As conversas eram melhores, menos pose, menos competitividade aleatória… pessoas eram muito menos cansativas quando não estavam se importando com sua imagem diante de um público. E com o passar do tempo, fui percebendo que gostava mais dessas “pessoas isoladas” porque elas eram mais únicas nesse contexto.
Parece que quando estamos sendo vistos por várias pessoas, temos um instinto de nos moldar ao ambiente, uma espécie de menor denominador comum de humanidade. Quanto mais pessoas num grupo, mais genéricas elas se tornam. E prestando atenção, eu percebi que tinha essa tendência também. Não era necessariamente vontade da pessoa, mas um mecanismo evolutivo: faça parte do grupo.

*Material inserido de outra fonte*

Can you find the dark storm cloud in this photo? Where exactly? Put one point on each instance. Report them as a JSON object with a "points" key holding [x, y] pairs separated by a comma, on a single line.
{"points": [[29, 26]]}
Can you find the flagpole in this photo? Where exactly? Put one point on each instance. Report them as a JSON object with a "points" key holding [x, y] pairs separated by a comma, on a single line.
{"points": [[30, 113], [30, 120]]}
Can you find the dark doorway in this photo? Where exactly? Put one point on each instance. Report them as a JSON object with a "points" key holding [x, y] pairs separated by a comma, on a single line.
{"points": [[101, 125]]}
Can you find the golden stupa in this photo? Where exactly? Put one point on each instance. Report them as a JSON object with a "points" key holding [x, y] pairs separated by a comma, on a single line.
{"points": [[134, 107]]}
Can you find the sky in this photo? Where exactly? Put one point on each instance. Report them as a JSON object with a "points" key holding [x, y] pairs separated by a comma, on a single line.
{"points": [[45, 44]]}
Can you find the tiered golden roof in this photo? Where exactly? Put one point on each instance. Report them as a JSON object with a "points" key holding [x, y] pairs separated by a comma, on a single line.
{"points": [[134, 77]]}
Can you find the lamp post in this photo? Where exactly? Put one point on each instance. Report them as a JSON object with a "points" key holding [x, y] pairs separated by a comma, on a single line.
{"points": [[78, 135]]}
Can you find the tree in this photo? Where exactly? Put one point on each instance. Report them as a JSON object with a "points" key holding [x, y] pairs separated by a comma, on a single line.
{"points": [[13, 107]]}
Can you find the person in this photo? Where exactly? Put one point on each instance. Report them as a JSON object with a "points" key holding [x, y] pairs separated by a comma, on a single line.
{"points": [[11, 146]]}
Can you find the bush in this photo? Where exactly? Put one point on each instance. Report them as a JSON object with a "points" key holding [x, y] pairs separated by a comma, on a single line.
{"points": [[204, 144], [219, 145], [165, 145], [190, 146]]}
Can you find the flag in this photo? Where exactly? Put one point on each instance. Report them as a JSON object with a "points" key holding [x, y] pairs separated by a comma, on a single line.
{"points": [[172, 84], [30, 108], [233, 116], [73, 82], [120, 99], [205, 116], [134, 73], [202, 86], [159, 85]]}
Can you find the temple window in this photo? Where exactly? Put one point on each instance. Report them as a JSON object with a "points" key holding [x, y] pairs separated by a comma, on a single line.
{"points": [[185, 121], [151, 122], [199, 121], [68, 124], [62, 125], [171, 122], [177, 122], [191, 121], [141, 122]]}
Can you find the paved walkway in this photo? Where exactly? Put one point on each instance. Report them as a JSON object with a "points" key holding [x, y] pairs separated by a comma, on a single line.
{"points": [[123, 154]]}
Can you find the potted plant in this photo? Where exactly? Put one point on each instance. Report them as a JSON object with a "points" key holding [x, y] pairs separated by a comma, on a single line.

Pode ter diversas funções úteis na vida em sociedade, mas cá entre nós: pessoas genéricas são mais chatas e previsíveis. E meu foco de atenção não é lá essas coisas. Por isso, a internet teve um efeito poderoso em mim, quando as pessoas se expressam sem a máscara social, elas tendem a ser muito mais interessantes e únicas.
Sem uma “pessoa real” cuja imagem você precisa manter, as ideias correm soltas. Para o bem e para o mal, é claro. Anonimato faz com que muita gente coloque pra fora as coisas mais horríveis que tem dentro de si. Eu entendo quando as pessoas se preocupam com o anonimato na internet, mas acho que é o preço que se paga, assim como liberdade de expressão: para ouvir coisas boas, você precisa ouvir as ruins também.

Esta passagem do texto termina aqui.